This strategy uses a projection encoder to align Aerial's autoencoder reconstructions with embeddings from a tabular
foundation model (e.g., TabPFN), jointly optimizing two complementary objectives:

- **Reconstruction loss (L_recon)**: Binary cross-entropy loss ensuring the autoencoder accurately reconstructs the
  original tabular data
- **Projection loss (L_proj)**: Cosine distance loss aligning the autoencoder's representations with the foundation
  model's meta-learned embedding space

The combined double loss function is: **L(θ) = L_recon + L_proj**

By optimizing both objectives simultaneously, this strategy encourages the autoencoder to not only reconstruct the input
data but also produce representations that are semantically consistent with the foundation model's learned knowledge,
leading to higher-quality rules with better generalization.

### Why This Matters

Traditional algorithmic methods operate without learned representations—they mine rules directly from raw data
statistics. Aerial fundamentally changes this by:

- **Leveraging pre-trained models**: Enables rule discovery from small specialized datasets by transferring knowledge
  from foundation models
- **Enabling cross-domain transfer**: Knowledge learned from diverse tabular data transfers to new domains, even with
  minimal samples
- **Improving rule quality**: Foundation models capture semantic relationships that pure algorithmic methods miss in
  low-data regimes

### Implementation Note

**Important:** PyAerial does not yet provide out-of-the-box support for tabular foundation model integration.
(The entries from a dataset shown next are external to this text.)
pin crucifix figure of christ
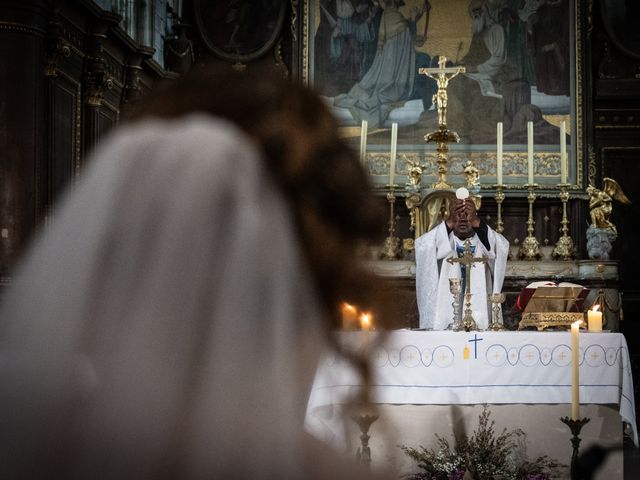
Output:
[447,238,489,332]
[418,55,465,129]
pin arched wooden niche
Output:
[194,0,287,62]
[407,190,456,238]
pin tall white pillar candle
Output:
[389,122,398,185]
[571,320,582,420]
[527,122,533,185]
[560,121,567,183]
[496,122,502,185]
[360,120,369,169]
[587,305,602,332]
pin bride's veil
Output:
[0,115,325,479]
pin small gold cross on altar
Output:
[447,238,489,332]
[418,55,465,128]
[447,238,489,294]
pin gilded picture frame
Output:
[300,0,586,189]
[193,0,288,62]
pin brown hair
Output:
[127,68,388,336]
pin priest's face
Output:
[451,203,475,240]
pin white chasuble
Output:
[416,222,509,330]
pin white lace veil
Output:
[0,116,324,480]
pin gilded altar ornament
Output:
[495,185,505,233]
[587,177,631,233]
[406,158,425,191]
[351,415,378,467]
[587,178,631,260]
[418,55,465,189]
[447,238,489,332]
[489,293,507,332]
[379,185,402,260]
[551,183,575,260]
[518,184,542,260]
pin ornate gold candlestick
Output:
[447,238,489,332]
[560,417,590,479]
[424,125,460,189]
[449,278,464,332]
[518,183,542,260]
[495,185,505,233]
[379,185,402,260]
[489,293,506,332]
[462,287,478,332]
[551,183,575,260]
[418,55,465,189]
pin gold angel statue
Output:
[587,177,631,233]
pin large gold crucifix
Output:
[418,55,465,129]
[418,55,465,189]
[447,238,489,332]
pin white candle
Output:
[389,122,398,185]
[360,313,371,331]
[527,122,533,185]
[496,122,502,185]
[560,121,567,183]
[360,120,369,170]
[587,305,602,332]
[571,320,582,420]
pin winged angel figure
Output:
[587,177,631,233]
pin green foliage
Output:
[400,405,566,480]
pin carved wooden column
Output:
[0,0,51,276]
[122,46,154,104]
[83,12,121,157]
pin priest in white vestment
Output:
[415,198,509,330]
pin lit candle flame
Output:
[342,302,356,312]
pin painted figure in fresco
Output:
[440,0,531,143]
[334,0,428,128]
[314,0,381,96]
[528,0,570,95]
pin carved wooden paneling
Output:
[47,75,82,208]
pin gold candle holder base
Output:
[551,183,575,260]
[518,183,542,260]
[462,292,478,332]
[424,125,460,190]
[560,417,590,479]
[351,415,378,466]
[378,184,402,260]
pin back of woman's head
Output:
[129,68,384,325]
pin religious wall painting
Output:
[194,0,287,62]
[305,0,577,185]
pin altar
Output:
[306,330,638,478]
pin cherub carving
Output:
[587,177,631,233]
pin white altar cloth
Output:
[306,330,638,446]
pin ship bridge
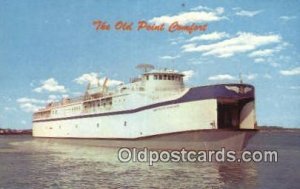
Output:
[142,69,184,91]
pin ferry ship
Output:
[32,65,256,149]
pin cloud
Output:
[264,74,272,79]
[279,16,297,21]
[279,67,300,76]
[182,32,281,58]
[249,49,277,57]
[208,74,236,81]
[74,72,124,86]
[254,58,265,63]
[182,70,195,81]
[289,86,300,90]
[242,74,257,80]
[149,7,226,25]
[20,103,42,113]
[235,9,262,17]
[191,5,212,11]
[33,78,66,93]
[159,55,180,60]
[4,107,17,112]
[188,32,229,42]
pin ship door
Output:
[218,100,240,129]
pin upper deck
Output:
[33,69,185,119]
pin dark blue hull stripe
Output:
[33,84,254,122]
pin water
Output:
[0,132,300,189]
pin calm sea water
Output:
[0,132,300,189]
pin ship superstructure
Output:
[33,65,256,149]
To use
these transfer learning strategies, you will need to implement them yourself by:

1. Following the methodology described in [Karabulut et al. (2025)](https://arxiv.org/pdf/2509.20113)
2. Referring to the implementation in
   the [paper's companion repository](https://github.com/DiTEC-project/rule_learning_high_dimensional_small_tabular_data)
3. Adapting Aerial's autoencoder architecture to incorporate the weight initialization or double loss strategies

The paper provides comprehensive implementation details and the repository contains reference code for both fine-tuning
approaches. Future versions of PyAerial may include built-in support for these advanced capabilities.